China's expanding influence is a threat to India, claims Singh


CHINA IS looking to expand its influence in south Asia at India’s expense, Indian prime minister Manmohan Singh warned in rare public criticism of his country’s nuclear rival for regional resources and geopolitical clout.

Mr Singh’s comments to newspaper editors in New Delhi on Monday have followed repeated diplomatic sparring between the neighbours over the past two years – especially over defence and military matters, even though bilateral trade between them has multiplied to more than $60 billion (€47 billion).

“China would like to have a foothold in south Asia, and we have to reflect on this reality,” Mr Singh said. India had to be aware of this, and also of a “new assertiveness among the Chinese – and it was difficult to tell which way it will go”.

India fought a war with China in 1962 over a border dispute that remains unresolved. That wrangle – one of the world’s longest-running international disputes – has Beijing claiming an area of more than 120,600sq km, including Arunachal Pradesh province in northeastern India. Delhi disputes this.

Amid rising tension between the two sides, India last week conveyed its concerns to China over the presence of People’s Liberation Army (PLA) personnel in Pakistan-administered Kashmir. This came after Indian army intelligence confirmed the presence of a PLA infantry battalion at the 15,397ft-high Khunjerab pass in Pakistan-administered Kashmir’s Gilgit-Baltistan region, there to provide security for Chinese workers building a road and high-speed railway in the area.

The infrastructure is expected eventually to link China’s Xinjiang province to Gwadar and adjoining Pasni and Omara ports along Pakistan’s western Makran coast in Balochistan province, which China has been developing for over eight years to gain access to the Persian Gulf – from where it imports over 60 per cent of its oil supplies.

It currently takes up to six weeks for Chinese oil tankers to ferry oil home from west Asia. The surface links via Gilgit and Baltistan will allow far faster transport, Indian army officers said.

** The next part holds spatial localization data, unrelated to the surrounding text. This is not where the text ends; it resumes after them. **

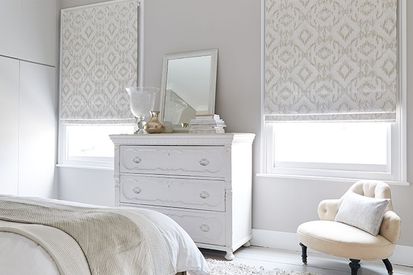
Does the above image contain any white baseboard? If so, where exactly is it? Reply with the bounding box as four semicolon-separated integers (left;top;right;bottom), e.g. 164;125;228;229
251;229;413;267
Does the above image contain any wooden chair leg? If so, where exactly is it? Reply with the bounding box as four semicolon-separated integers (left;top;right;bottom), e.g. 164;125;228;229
383;259;393;274
349;259;360;275
299;243;307;264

India is deeply concerned over these developments, as Kashmir is divided between it and Pakistan, but claimed in totality by both. Pakistan has been a close Chinese military and nuclear ally since Pakistan’s independence from British colonial rule in 1947.

India is augmenting its military preparedness along its northeastern border with China by making preparations to deploy its missiles and long-range fighters in the region.